5 Countries That No Longer Exist

Countries make up the world, from distinct regional dialects and cultures shared across an area, to geopolitics and international trade. Borders aren’t merely a line of demarcation to show where one nation starts and another ends, but a pragmatic way to determine boundaries.

That is, until a country is no more, and maps need to be redrawn.

Here are five countries that no longer exist:


The Federal Democratic Republic of Ethiopia was once known as Abyssinia, named after the Abyssinians found mostly around present-day Ethiopia and neighboring Eritrea during the 13th century. Abyssinia became Ethiopia over time through multiple treaties with the United States of America and Britain, starting in 1926.

The country endured several invasions, Muslim-Christian conflicts – due to its proximity to the Middle East – and World War II. Despite all these conflicts, Ethiopia finally gained its independence on 21 August 1995.


The island state situated off the coast of India has a history going all the way back to the sixth century, when the Sinhalese people decided to set up camp and live there in peace.

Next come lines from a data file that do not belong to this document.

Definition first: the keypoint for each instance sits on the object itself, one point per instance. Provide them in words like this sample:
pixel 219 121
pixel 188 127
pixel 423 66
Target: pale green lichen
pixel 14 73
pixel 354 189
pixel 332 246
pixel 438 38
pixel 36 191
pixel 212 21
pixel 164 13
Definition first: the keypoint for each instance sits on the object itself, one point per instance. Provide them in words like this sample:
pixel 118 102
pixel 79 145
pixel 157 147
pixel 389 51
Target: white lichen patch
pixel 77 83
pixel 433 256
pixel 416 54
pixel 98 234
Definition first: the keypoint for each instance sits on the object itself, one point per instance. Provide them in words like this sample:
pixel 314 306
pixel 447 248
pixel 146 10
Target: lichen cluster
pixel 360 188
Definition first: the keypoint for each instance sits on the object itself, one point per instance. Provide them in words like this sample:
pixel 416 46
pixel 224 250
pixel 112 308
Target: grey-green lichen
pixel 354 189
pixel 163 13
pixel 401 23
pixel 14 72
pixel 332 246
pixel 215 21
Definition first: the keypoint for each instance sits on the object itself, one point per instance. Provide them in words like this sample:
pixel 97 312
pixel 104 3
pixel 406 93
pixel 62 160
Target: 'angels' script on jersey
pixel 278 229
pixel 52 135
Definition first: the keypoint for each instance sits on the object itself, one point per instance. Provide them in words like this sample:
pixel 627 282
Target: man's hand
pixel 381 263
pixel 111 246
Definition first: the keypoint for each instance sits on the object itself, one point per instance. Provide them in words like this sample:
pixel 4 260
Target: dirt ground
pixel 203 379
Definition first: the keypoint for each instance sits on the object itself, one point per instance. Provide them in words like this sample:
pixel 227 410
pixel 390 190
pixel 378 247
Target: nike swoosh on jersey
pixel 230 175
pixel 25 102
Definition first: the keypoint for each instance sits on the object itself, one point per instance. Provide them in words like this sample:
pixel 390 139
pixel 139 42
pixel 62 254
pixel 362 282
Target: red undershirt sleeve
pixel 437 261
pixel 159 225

That is, until the Tamil kingdom from the mainland took over in the 15th century.

The following centuries saw the Portuguese, Dutch and British fighting over it. Originally called Ceylon, it eventually became its own nation on 4 February 1948, taking the name “Sri Lanka” from the original people who once inhabited it.

The Republic of Texas

Once upon a time, the “Lone Star State” was its own country after it declared itself independent from the Republic of Mexico on 2 March 1836. It applied for annexation to the United States of America (USA)in the same year, but was turned down.

Six years later, however, on 29 December 1845, the Republic of Texas was annexed into the USA, becoming the 28th state and thus gaining admission into the union.

Union of Soviet Socialist Republics (USSR)

The most powerful federal union of states in the world started its existence in 1922, after the October Revolution of 1917 saw the Bolshevik revolutionaries overthrow the House of Romanov of the Russian Empire.

The USSR endured a man-made famine in 1932, as well as World War II which ended in 1945; two years later, it entered into a Cold War with the USA that ended in 1989, but it was in 1991 that the USSR saw its demise after a failed coup by hardcore communists, which led to the last Soviet leader, Mikhail Gorbachev, resigning from office.


The Democratic Republic of Congo was once known as the Republic of Zaire in 1971. Its name was derived from the Congo River that flows through the region.

A popular uprising by the Congolese people saw the Belgium authorities surrender power to the
local populace and the country gained its independence on 30 June 1960. The change in name arrived after the conflict between Laurent-Desire Kabila’s militia and president Mobuto Sese Seko’s security forces in 1996, leaving the former in charge.